9M723 short-range ballistic missile is fired from an Iskander-M launcher / Open source photo
9M723 short-range ballistic missile is fired from an Iskander-M launcher / Open source photo

An attack with the use of ballistic missiles poses a much more significant threat because weapon is faster, bigger and has more explosive than any other russian long-range capability

Another wave of missile strikes followed this morning after the nighttime shelling of Ukraine. Compared to the overnight shelling with cruise missiles and explosive drones, the swarm of missiles that appeared around 11:20 in the skies above the country's capital was a combined salvo of ballistic and cruise missiles.

Kyiv administration said neither of the objects in Kyiv wasn't hit, which means all the missiles were shot down mid-flight. Later the General Stall confirmed that all the eleven air targets were missiles fired by russian Iskander systems, and all of them were taken down.

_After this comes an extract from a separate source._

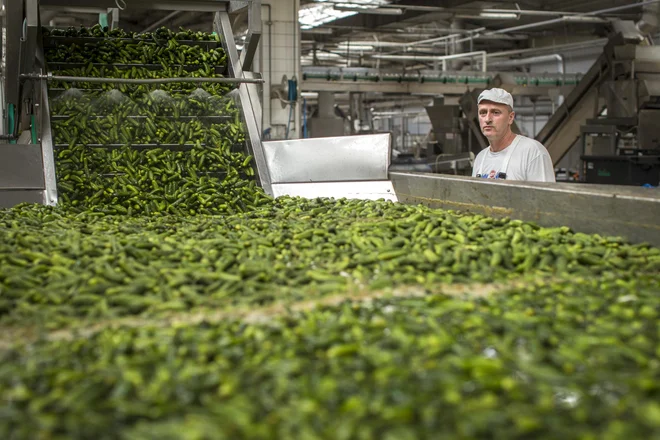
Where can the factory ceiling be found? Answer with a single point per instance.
(359, 32)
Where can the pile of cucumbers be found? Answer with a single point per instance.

Read more: ​Nighttime Attack: 92.5% of Cruise Missiles and 83% of Kamikaze Drones Were Destroyed
Two consequent attack on Kyiv: with cruise missiles and drones and later with cruise and ballistic missiles
Two consequent attack on Kyiv: with cruise missiles and drones and later with cruise and ballistic missiles / Infographics credit: Air Force Command of the Armed Forces of Ukraine

Despite the difference in numbers between the attacks – 40 cruise missiles + 29 drones at night vs. only 11 missiles in the morning – the second one including ballistic missiles is far more dangerous.

As long as cruise missiles are involved, intelligence can detect the activity of strategic bombers and their flight to the launch spot, or deployment of ships loaded with missiles to the firing spot in the Black Sea in a sequence of unfolding events. The Kh-101/Kh-555 or Kalibr missiles themselves fly at a speed of 800-900 km/h (500-560 mph), so the timespan between the air raid alert until the strike may be measured in hours. However, that is not the case with ballistic missiles.

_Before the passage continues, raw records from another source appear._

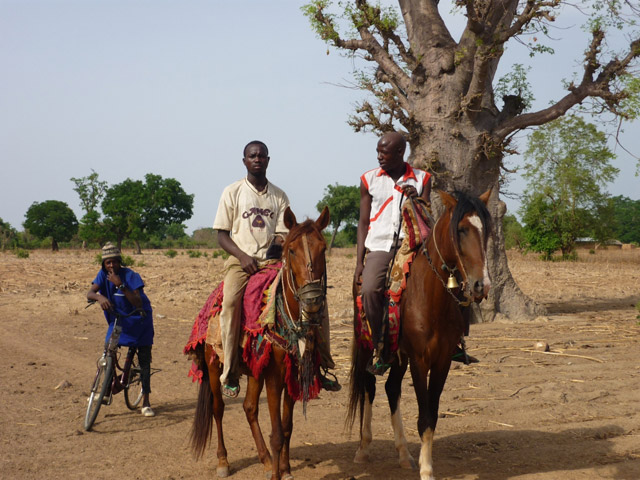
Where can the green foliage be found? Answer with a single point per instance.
(567, 168)
(8, 236)
(513, 233)
(344, 206)
(51, 218)
(516, 83)
(138, 211)
(627, 219)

In our particular situation, the alert was raised at 11:09, and the first missiles reached the city within 10 minutes. This leaves no time for consideration and requires a quick and coordinated response.

Moreover, the warhead of a 9M723 ballistic missile for the Iskander-M ground-based launch system is 500 kg, it's more explosive than most of the cruise missiles russia has.

Worth noting, it's only Iskander missiles that russian forces used against Ukraine. There were also instances of them using Kh-47 Kinzhal air-launched missiles and anti-aircraft missiles for S-300 and S-400 systems adjusted to fly along a ballistic trajectory as short-range attack missiles. Such a 48H6DM missile from the S-400 system launched ballistically can travel as far as 230 km, carrying 180 kg of fragmentation charge designed to cover as wide an area as possible.

Furthermore, this missile can be programmed to explode slightly above the ground or from impact. Hence it becomes practically a canister warhead this way.

But one of the most dangerous aspects about ballistic missiles overall is that you can only take them down at a short range. While a cruise missile can be intercepted at any point of its path, a ballistic missile can only be neutralized by such systems as Patriot or SAMP/T on the terminal phase, when the missile is basically already falling onto its target.

Considering the fact that interception is done in a kinetic way, i.g. an interceptor collides into the ballistic missile in order to destroy its warhead in the air, the debris of both the target missile and the interceptor fall to the ground, and it's dangerous in its own way, too.

Therefore, ballistic missile attack is much more threatening due to the short time from the alert announcement until the missile's arrival in which one has to do all it takes to make sure of one's own safety. And even if the air defense is successful, the debris may cause damage as they fall.